The boy’s mother, Majella Holohan, wrote to DPP James Hamilton asking him to appeal against what she said was the shortness of the sentence.
The deadline for any appeal by the DPP passes at the end of today - 28 days since O’Donoghue was jailed at the Central Criminal Court sitting at Ennis, Co Clare.
But a courts source said that an appeal from the Director of Public Prosecutions was unlikely.
And the DPP’s office has a “no comment” policy.
Frank Buttimer, Wayne O’Donoghue’s solicitor, said he has not been informed of any appeal.
He has already indicated that his 21-year-old client will be serving his term and will not appeal the sentence.
Speaking on the day the 21-year-old was jailed, Mr Buttimer said: “Wayne O’Donoghue ... has accepted responsibility for the tragic death of Robert Holohan.
“He accepts the penalty of the court and will now proceed to serve his sentence without appeal.”
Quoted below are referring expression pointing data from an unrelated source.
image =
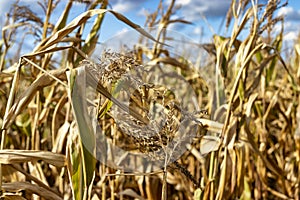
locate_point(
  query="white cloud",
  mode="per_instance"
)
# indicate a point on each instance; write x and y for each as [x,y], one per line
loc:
[289,13]
[193,10]
[126,6]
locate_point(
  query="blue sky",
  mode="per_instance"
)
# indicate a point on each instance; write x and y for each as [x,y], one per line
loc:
[196,11]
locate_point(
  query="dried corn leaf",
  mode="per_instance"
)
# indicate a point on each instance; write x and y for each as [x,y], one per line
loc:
[8,156]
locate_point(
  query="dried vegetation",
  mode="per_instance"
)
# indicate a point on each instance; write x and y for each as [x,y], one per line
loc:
[252,101]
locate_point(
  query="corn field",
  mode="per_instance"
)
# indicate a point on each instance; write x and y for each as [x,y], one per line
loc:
[159,117]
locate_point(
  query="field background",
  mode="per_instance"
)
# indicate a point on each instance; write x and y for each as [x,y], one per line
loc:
[247,90]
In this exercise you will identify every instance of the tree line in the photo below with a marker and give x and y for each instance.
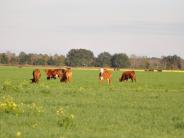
(86, 58)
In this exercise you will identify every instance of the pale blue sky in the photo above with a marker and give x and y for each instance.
(141, 27)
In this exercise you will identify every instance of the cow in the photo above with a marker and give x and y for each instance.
(105, 75)
(36, 76)
(66, 75)
(53, 73)
(128, 75)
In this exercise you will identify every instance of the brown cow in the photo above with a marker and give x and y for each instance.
(36, 76)
(105, 75)
(66, 75)
(128, 75)
(53, 73)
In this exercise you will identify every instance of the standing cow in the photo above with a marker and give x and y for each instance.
(105, 75)
(53, 73)
(128, 75)
(36, 76)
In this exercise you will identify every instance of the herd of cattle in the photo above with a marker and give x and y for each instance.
(65, 75)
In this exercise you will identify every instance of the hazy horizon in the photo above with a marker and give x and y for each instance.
(144, 28)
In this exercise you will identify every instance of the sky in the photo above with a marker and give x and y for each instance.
(152, 28)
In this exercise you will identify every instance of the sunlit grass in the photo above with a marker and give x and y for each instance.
(151, 107)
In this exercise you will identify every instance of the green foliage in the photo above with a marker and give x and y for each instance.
(171, 62)
(104, 60)
(3, 58)
(64, 119)
(79, 57)
(120, 60)
(151, 107)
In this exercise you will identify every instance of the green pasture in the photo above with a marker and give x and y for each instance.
(153, 107)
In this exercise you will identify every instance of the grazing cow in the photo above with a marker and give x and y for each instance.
(66, 75)
(105, 75)
(128, 75)
(53, 73)
(36, 76)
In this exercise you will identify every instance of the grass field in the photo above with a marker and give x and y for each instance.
(153, 107)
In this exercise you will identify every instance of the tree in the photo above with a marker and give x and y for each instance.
(120, 60)
(59, 60)
(103, 59)
(171, 62)
(79, 57)
(23, 58)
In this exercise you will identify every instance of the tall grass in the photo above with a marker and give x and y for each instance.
(151, 107)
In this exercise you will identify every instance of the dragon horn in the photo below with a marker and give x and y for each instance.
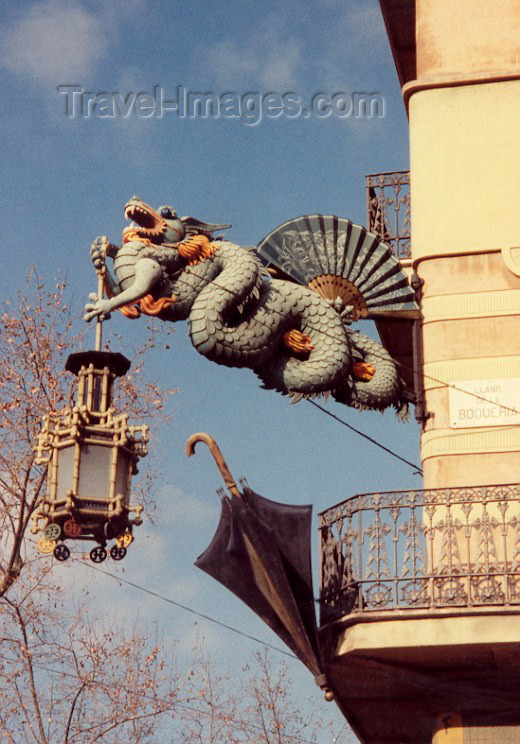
(193, 225)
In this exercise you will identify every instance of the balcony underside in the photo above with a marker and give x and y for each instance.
(421, 609)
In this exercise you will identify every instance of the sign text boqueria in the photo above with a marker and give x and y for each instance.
(485, 403)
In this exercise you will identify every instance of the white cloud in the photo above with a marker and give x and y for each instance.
(271, 60)
(54, 42)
However, Ms Holohan contacted the DPP, asking him to exercise his powers to ask the Appeal Court to get the jail sentence increased.
But Mr Justice Paul Carney, who jailed O’Donoghue, said the length of the sentence he imposed was determined by the rules made by Appeal Court judges.
Sentencing O’Donoghue, he said: “It is common for family members, at the conclusion of cases such as this, to complain that the life of their loved one was valued by the court only at the level of the sentence imposed.
“This is an approach which the courts do not and cannot take.
“Obviously, young Robert’s life was so precious as to be incapable of measurement in any such terms. It is also the case that nothing I can do or say could in any way assuage the Holohans’s grief.
“In imposing sentence I am not a free agent but am subject to the directions of the Court of Criminal Appeal,” he said.
Solicitor Ernest Cantillon, who represents the Holohans, was unavailable for comment.